With respect to the issue of jurisdiction, we hold that the trial court had jurisdiction to pass upon the validity of the
waiver agreement. It must be noted that in Special Proceedings No. 916-R the lower court disallowed the probate
of the will and declared it as fake. Upon appeal, this Court affirmed the decision of the lower court on March 30,
1967, in G.R. No. L-18498. Subsequently, several parties came before the lower court filing claims or petitions
alleging themselves as heirs of the intestate estate of Vito Borromeo. We see no impediment to the trial court in
exercising jurisdiction and trying the said claims or petitions. Moreover, the jurisdiction of the trial court extends to
matters incidental and collateral to the exercise of its recognized powers in handling the settlement of the estate.

In view of the foregoing, the questioned order of the trial court dated December 24, 1974, is hereby SET ASIDE.

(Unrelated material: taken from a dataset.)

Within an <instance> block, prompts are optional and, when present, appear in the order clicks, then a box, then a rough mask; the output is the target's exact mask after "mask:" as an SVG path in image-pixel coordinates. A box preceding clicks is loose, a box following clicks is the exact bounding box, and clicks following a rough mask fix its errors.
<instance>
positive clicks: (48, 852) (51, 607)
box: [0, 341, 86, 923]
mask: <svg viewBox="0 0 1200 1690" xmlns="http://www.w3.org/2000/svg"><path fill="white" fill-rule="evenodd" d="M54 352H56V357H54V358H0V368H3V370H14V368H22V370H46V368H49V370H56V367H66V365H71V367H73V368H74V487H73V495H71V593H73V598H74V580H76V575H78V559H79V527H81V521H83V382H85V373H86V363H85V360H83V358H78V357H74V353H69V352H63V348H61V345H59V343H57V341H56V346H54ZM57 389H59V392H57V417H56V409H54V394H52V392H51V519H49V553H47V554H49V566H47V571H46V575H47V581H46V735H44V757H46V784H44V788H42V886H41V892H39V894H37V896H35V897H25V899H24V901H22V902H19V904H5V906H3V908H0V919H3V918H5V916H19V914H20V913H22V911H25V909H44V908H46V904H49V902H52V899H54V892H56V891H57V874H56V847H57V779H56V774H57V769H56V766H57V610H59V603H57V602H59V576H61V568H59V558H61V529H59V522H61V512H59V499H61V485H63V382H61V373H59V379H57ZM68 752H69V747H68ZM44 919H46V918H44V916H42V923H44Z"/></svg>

Facts: Vito Borromeo, a widower and permanent resident of Cebu died without heirs but leaving properties in Cebu. Jose Junguera filed with
the CFI Cebu a petition for the probate of a one-page document as the last will and testament left by said deceased, but the same was found
to be a forged document.

The testate proceedings was converted into an intestate proceeding as several parties filed their claims alleging that they are the heirs of the
intestate of Vito Borromeo. On April 10, 1969 the trial court invoking Article 972 of the Civil Code issued an order declaring nine persons to
the exclusion of others as intestate heirs of Vito. The Court also ordered that the assets of Vito be divided in 4/9 and 5/9 groups and
distributed equally.

On April 25, 1969 Fortunato who had earlier claimed an heir under the forged will, filed a motion praying that he be declared as one of the
heirs of the deceased, alleging that he is an illegitimate son and entitled to receive a legitime like all other forced heir. In his motion for
reconsideration, Fortunato attached a waiver of hereditary rights of 5 of the deceased heirs and the latter having agreed to designate their
share to the former.

Issue: whether hereditary rights may be waived before there has been acceptance or repudiation of an inheritance which the heir intends to
transfer.

Held: The prevailing jurisprudence on waiver of hereditary rights is that the properties included in an existing inheritance cannot be
considered as belonging to third persons with respect to the heirs who by fiction of law continue the personality of t former. Nor does such
properties have the character of a future property because the heirs acquires a right to succeed from the moment of death of the deceased
until the heirs enter into possession of the hereditary property, but the acceptance in any event acts form the moment of death in
accordance with the provision of the Civil Code. The right is vested although conditioned upon the adjudication of the corresponding
hereditary partition. The heirs therefore could waive their hereditary rights even if the order to partition the estate was yet to be issued.